Better start Promoting UBI;)
Over saturation inevitable
Can u tell the background music please
I like what u said that games are easy to make now with the help of A.i but it doesn't mean it will be an amazing game and the same thing goes for movies, TV shows, anime, books, manga, etc, just because u make with the help of A.i if doesn't mean it will be next big thing. For me my personal opinion if u love drawing, painting, anything that has to do with art. A.i can be a perfect tool to help u in ur everyday life as an artist but who knows nobody can read the future we just gotta wait and see
According to the recent court cases, you can't make monetary plans with ai art.
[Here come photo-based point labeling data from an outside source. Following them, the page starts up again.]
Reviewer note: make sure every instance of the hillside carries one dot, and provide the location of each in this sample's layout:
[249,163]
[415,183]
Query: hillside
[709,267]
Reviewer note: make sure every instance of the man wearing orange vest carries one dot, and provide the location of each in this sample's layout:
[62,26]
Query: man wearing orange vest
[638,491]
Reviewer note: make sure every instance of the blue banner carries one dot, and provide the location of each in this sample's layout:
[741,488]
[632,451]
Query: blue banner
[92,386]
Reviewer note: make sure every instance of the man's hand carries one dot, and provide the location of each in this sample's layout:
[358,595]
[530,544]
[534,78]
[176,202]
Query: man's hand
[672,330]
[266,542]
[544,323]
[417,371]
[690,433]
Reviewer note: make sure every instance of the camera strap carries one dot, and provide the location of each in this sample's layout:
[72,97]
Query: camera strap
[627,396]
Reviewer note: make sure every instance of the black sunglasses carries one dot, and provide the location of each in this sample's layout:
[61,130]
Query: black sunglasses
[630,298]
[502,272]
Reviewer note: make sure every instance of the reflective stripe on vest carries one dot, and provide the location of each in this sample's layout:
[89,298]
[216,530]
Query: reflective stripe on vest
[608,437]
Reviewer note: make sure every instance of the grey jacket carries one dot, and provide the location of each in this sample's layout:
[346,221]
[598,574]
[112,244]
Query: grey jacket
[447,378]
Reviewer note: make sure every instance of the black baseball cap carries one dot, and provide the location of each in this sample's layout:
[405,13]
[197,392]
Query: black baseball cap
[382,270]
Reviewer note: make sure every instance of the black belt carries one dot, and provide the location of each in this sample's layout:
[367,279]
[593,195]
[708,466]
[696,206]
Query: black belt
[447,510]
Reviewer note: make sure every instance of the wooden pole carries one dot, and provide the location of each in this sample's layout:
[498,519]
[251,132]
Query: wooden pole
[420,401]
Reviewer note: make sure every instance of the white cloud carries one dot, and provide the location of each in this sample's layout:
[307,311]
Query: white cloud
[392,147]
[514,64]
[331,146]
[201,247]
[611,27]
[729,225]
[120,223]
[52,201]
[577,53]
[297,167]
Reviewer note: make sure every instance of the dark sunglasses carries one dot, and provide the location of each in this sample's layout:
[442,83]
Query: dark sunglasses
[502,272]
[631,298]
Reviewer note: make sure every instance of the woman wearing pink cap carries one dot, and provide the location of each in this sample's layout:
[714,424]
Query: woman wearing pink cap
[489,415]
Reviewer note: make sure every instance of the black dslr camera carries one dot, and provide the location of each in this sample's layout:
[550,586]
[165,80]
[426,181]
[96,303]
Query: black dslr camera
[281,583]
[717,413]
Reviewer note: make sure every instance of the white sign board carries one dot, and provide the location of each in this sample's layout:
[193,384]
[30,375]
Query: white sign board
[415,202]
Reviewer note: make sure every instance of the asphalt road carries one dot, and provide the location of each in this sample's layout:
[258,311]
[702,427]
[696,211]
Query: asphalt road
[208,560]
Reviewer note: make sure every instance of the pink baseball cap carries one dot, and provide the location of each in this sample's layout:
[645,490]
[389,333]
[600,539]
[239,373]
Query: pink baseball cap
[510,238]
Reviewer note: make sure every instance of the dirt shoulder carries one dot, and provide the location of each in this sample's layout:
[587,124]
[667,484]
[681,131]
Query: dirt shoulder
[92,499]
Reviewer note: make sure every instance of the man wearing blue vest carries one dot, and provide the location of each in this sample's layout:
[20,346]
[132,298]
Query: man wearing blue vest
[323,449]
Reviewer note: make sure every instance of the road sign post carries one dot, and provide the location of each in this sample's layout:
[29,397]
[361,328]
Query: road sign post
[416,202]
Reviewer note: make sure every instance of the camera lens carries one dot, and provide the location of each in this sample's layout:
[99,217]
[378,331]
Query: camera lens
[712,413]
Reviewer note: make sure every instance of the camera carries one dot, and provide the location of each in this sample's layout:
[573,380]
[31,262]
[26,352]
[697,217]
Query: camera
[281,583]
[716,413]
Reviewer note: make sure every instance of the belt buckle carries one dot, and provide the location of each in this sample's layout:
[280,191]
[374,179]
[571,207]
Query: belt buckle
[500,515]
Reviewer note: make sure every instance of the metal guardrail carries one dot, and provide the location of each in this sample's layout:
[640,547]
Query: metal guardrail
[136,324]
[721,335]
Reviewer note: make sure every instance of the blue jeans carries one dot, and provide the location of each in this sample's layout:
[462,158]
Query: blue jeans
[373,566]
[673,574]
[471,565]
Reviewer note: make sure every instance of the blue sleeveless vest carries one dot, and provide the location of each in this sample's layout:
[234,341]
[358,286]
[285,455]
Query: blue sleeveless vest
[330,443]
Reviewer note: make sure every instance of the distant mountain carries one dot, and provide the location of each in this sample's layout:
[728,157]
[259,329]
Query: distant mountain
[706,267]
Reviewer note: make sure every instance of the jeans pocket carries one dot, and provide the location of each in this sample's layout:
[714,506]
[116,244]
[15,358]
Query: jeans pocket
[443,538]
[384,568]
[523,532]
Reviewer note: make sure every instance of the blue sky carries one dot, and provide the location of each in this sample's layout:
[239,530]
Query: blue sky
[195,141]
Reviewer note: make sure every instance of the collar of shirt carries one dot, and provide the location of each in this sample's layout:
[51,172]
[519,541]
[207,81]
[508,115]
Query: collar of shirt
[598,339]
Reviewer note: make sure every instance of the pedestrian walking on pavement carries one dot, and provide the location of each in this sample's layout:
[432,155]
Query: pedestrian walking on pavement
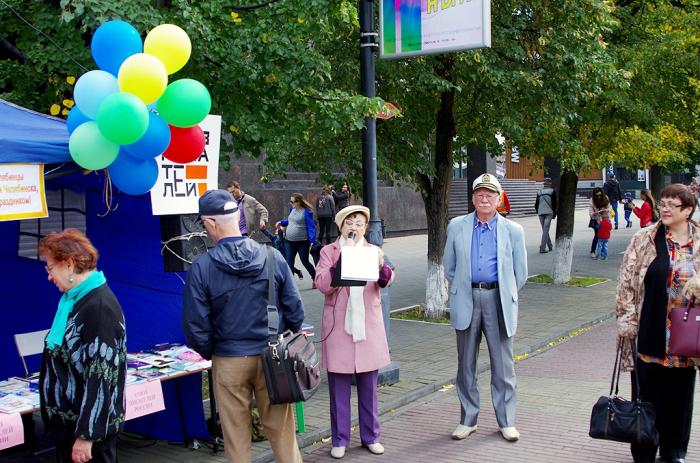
[660,270]
[485,263]
[546,210]
[253,215]
[646,211]
[603,235]
[599,203]
[612,190]
[325,211]
[353,335]
[628,205]
[224,318]
[300,232]
[342,198]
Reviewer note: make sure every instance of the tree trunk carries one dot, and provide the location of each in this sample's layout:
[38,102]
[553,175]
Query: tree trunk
[564,245]
[435,194]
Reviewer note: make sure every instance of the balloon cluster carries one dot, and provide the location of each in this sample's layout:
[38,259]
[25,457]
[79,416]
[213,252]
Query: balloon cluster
[126,113]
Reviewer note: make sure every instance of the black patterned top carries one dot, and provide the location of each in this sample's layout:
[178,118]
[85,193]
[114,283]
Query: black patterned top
[82,381]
If it's not made by a human, it can't be copyrighted. It might as well go into public domain. Also, a lot of ai uses existing art online as references without permission from the original artist.
Ai will understand and use emotions better then any human
omg
@@adamzeiun892 what I ment by that is they will be able to read facial expressions like reading a book. Monitor body temperature and heart rate. They will know human everything about physiology and human nature etc.
I don't want something made by a robot, I want somethink made by a human being. I want people to be able to focuse and brush the details with their hands and not be transformed into scrapers and photoshoppers.
"Handcrafted"
Steam tags... our salvation. How do you prove it, though?
Newspapers had an Editor that basically had the job of Oversight, making sure there were few errors, and everything lined up with the values of the Newspaper. AI isn't perfect, it does need Human Oversight, to make sure everything lines up correctly. So the low skilled jobs of repetitive work will be replaced, but the higher level being Editor and Oversight/Quality Assurance, will definitely increase.